Since All Desire is a Desire for Being is 95 percent pure Girard, it would seem that only the editor’s preface, selections and apparatus would be left to discuss. That’s all fine, I love what is in it, I am really happy to see especially the piece on Nietzsche from Paul Dumouchel‘s collection which shows the high-flying, often joyful colloques that Jean-Pierrre Dupuy and Dumouchel organized to integrate Girard with his intellectual peers in the Eighties, but I want to emphasize where Girard now appears (Penguin) and what that means: as my President says, this is a big deal.

In his interviews with Nadine Dormoy in 1988, René Girard attributes the 20,000 dependable French readers of serious books to the Écoles, and the smaller American audience to the silos of academic specialization. I have heard the same figure of 20,000 assured readers from Benoît Chantre so I assume that French readership is steady.

In 2006 I was invited by Girard and Robert Hamerton-Kelly to be Publications Chair of Imitatio, a project funded by The Thiel Foundation. One of the earliest projects was the public launch of Achever Clausewitz and Imitatio in Paris in 2007.

Imitatio had begun supporting production costs for books on mimetic theory at Michigan State University Press to find this readership. (We all should be grateful for their more than ten years of support, the slowest startup in Thiel’s stable). When Lindy Fishburne of The Thiel Foundation later assumed the directorship of Imitatio, she urged us to follow our core mission, to develop Girard’s ideas, to find them a greater recognition and circulation worldwide but also in the English-speaking world to catch up with the breadth of his readership in France and Europe.
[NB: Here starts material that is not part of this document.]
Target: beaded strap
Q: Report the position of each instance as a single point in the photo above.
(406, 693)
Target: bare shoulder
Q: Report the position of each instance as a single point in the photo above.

I have spent my entire adult life in universities. As the editor of the series, I had some plans for how to spread ideas from the university to that outer world by influencing teachers who would influence their students who leave when they graduate, but I had no idea on how to approach the public directly, or whether America, despite its number of educated readers (my university alone granted 9,500 degrees this last spring), had any number approaching 20,000 dependable readers of serious books.

If Girard was besieged by reporters in Paris after Achever Clausewitz was published in 2007, nothing like that happened in America in 2009 when we published it in English as Battling to the End. In 2011, at a conference on Mimetic Theory and World Religions at Berkeley, I suggested to Cynthia Haven that she write a book about René Girard, something personal and accessible enough to help find him a wider audience in English. Girard had told me in appreciation that Haven had written specifically about the Clausewitz book in The San Francisco Chronicle, as well as other public venues in her one-person publicity campaign.

Evolution of Desire (2018) is informative both about Girard and his ideas, placing him effectively in a historical context by reference to his life and work and interviewing many people who knew him. She is both respectful and warm to her subject. It would be impossible to disentangle the circumstances that have made her book so popular: Girard himself, this century’s recognition of him with honorary degrees and awards, his election to the L’Académie Française, several organisations worldwide devoted to his work. But Haven has played a key role with her book and her reputation – she is a well-known and respected serious author for serious readers who bridges the academic and the public book world. She has her sights always on the dependable core readership of serious books in English.

My field is British Studies, I could go on and on about Penguin so I need to just summarize here. Penguin books has been the most successful venture in gaining a wide audience for serious books in English for the last one hundred years. Nothing else even comes close. So congratulations to Cynthia on publishing All Desire is a Desire for Being at Penguin, and to everyone else working in mimetic theory: this is a big deal, so buckle up.